Ordinanza 343/2001 (ECLI:IT:COST:2001:343)
Massima numero 26735
Giudizio GIUDIZIO DI LEGITTIMITÀ COSTITUZIONALE IN VIA INCIDENTALE
Presidente RUPERTO  - Redattore CHIEPPA
Udienza Pubblica del  08/10/2001;  Decisione del  08/10/2001
Deposito del 24/10/2001; Pubblicazione in G. U. 31/10/2001
Massime associate alla pronuncia:


Titolo
Corte dei conti - Giudizi in materia di pensioni - Pronunce in sede cautelare - Adozione nella composizione collegiale della corte dei conti, anziché in quella monocratica (prevista per i giudizi in primo grado) - Prospettata irragionevolezza, con lesione del principio della precostituzione del giudice e del buon andamento della funzione - Manifesta infondatezza della questione.

Testo
Manifesta infondatezza delle questioni di legittimità costituzionale dell'art. 5, comma 1, ultimo periodo, della legge 21 luglio 2000, n. 205, sollevate in riferimento rispettivamente agli artt. 3 e 97 e 3 e 25 della Costituzione, ed aventi ad oggetto la composizione monocratica della Corte dei conti per i giudizi in materia pensionistica, e la composizione collegiale della stessa Corte dei conti in sede cautelare. Infatti: a) rientra nella discrezionalità del legislatore la valutazione della opportunità di differenziare in una determinata materia (nella specie pensionistica) la composizione dell'organo giurisdizionale (monocratico o collegiale) destinato a pronunciare in sede cautelare, o a giudicare sui ricorsi della stessa materia, con il generale limite - che nella specie non risulta violato - della non palese arbitrarietà e irragionevolezza; b) è estraneo all'esercizio della funzione giurisdizionale il principio di buon andamento e di imparzialità della pubblica amministrazione espresso nell'art. 97 della Costituzione; c) non è tenuto il legislatore, nella sua discrezionalità, ad osservare una uniformità tra i diversi tipi di giurisdizioni e di riti procedimentali anche nell'ambito della stessa giurisdizione.

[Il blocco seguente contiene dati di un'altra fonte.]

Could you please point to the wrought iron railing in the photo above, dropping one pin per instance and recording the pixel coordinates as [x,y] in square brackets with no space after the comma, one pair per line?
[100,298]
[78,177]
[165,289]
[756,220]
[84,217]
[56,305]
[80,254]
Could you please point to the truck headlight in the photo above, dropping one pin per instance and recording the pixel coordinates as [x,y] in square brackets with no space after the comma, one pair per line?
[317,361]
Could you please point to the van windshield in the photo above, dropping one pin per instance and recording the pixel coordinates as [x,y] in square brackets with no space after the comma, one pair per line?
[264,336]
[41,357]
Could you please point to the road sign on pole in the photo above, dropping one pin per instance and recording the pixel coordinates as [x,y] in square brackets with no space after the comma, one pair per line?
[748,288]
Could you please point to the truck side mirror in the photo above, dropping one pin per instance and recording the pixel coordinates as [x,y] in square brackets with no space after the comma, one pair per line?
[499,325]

- In tema di accelerazione e semplificazione dei ricorsi "in primo grado", v. sentenza n. 427/1999.

- Sulla regola della precostituzione del giudice v. ordinanza n. 159/2000, e sulla sufficienza di criteri oggettivi e generali v. ordinanza n. 176/1998, sentenze n. 419/1998, n. 217/1993, n. 269/1992, ordinanza n. 257/1995.

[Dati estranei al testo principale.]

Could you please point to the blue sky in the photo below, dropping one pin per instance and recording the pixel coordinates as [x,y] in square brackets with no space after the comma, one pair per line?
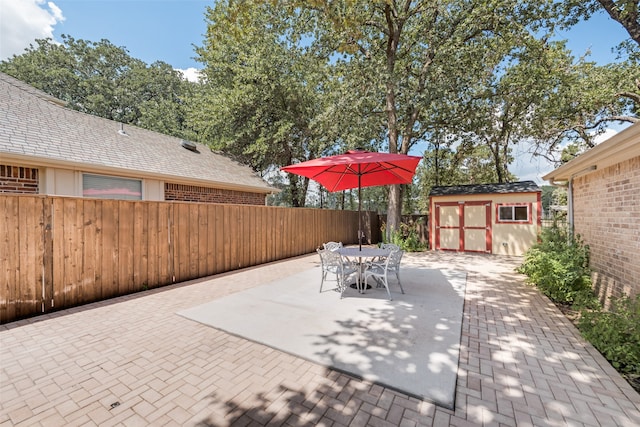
[167,30]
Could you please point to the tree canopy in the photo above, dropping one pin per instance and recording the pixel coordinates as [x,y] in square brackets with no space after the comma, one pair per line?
[460,82]
[104,80]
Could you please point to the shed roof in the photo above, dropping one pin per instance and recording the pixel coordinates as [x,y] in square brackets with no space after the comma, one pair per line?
[622,146]
[504,188]
[38,129]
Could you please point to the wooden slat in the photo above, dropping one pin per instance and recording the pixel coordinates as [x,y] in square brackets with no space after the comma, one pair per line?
[219,236]
[125,252]
[203,235]
[110,245]
[140,245]
[92,252]
[153,245]
[194,240]
[211,239]
[165,244]
[8,262]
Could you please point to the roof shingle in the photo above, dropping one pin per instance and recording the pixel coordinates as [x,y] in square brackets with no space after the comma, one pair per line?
[511,187]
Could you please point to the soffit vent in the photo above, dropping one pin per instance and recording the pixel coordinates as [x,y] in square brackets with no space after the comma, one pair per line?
[191,146]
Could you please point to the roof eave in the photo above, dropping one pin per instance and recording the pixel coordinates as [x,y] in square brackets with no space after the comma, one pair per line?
[29,160]
[622,146]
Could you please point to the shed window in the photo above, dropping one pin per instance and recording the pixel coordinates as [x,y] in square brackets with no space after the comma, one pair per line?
[111,187]
[514,213]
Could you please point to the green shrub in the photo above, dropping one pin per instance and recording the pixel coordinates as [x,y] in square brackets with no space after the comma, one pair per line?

- Sulla posizione del giudice monocratico rispetto al giudice collegiale, v. sentenza n. 272/1998.

- Sulla inapplicabilità alla giurisdizione del parametro concernente il buon andamento e l'imparzialità della pubblica amministrazione, v. ordinanze n. 490/2000, n. 30/2000, n. 11/1999, n. 272/1998, n. 189/1997, n. 103/1997, n. 7/1997, sentenze n. 122/1997, n. 281/1995, n. 376/1993.

- Sul buon andamento e imparzialità riferiti alla funzione giurisdizionale, v. sentenza n. 387/1999.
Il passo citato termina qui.